Adriano Stagnaro “Thunder”

 

 

Il popolo dei Cimmeri emerse dalle nebbie del passato per invadere i sogni del Signore della Notte.

Sbucarono dal Nulla, con i grandi occhi gialli e lucenti, e i sorrisi bianchi. Squittirono qualcosa roteando le daghe e si lanciarono all'attacco.

Nei sogni del Signore della Notte crescevano talvolta foreste di alberi eterni e nodosi, popolate di Mostri e di Nani. 

Ma i Cimmeri avevano membra agili e robuste: guizzavano rapidi tra i rovi e le radici, senza curare gli ostacoli e le paure.

Attraversarono le foreste.

Altre volte i sogni del Signore della Notte erano desolati e privi di vita.

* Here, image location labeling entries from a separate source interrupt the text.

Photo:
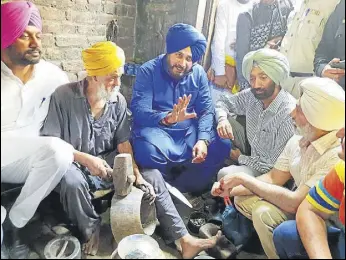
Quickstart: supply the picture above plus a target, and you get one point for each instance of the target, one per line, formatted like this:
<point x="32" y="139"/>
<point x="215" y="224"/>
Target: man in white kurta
<point x="27" y="83"/>
<point x="223" y="46"/>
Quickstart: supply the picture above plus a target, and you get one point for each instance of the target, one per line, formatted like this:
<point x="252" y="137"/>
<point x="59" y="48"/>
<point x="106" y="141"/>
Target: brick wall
<point x="71" y="25"/>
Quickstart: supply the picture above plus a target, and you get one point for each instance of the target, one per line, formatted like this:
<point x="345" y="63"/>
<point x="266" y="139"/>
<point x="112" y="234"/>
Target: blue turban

Deserti di ciottoli infuocati si spingevano verso orizzonti senza fine.

Ma i Cimmeri non soffrivano né caldo né sete, né freddo né fame: correvano veloci sul mare di pietra senza temere i miraggi o fata Morgana.

Attraversarono i deserti.

Infine, i sogni del Signore della Notte erano anche piacevoli e freschi, verdi di primavera e scroscianti di acque.

I Cimmeri capirono di essere vicini al castello, e soffiarono nei loro corni.

Fu allora che vennero loro incontro le legioni di Incubi del Signore della Notte. Erano Incubi dalle forme più svariate: con orecchie appuntite o canini sporgenti, sul dorso di draghi e con le picche in pugno, enormi come Titani o con creste sul capo.

Ma i Cimmeri erano combattenti valorosi e temerari, senza dei da pregare né nemici da cui guardarsi. Sotto i colpi delle loro daghe gli Incubi, vuote immagini senza contenuto, si dissolsero in fumo.

I Cimmeri giunsero alla Fortezza del Signore della Notte, tutta costruita in nero basalto e respiro di strega. Sfondarono il portone e si gettarono nei saloni di marmo e di avorio, bramando la loro preda.

Non c'era nessuno.

Salirono scalinate di madreperla, scavarono nelle segrete più oscure, perlustrarono tutte le stanze del castello ad una ad una, ma non trovarono nessuno.

Il Signore della Notte era morto, divorato dalla Bestia senza Nome, nel Giardino dei giorni perduti.

I Cimmeri si ritrovarono imprigionati per sempre nei sogni di un morto.

E a nulla valsero i saccheggi e le rapine, o l'essere padroni di un regno senza confini di tempo o di spazio, quando i sogni del Signore della Notte iniziarono a tramontare.

I Cimmeri, impotenti, si lasciarono lentamente avvolgere dall'Oscurità eterna, e, nel loro ultimo sogno, conobbero il pianto.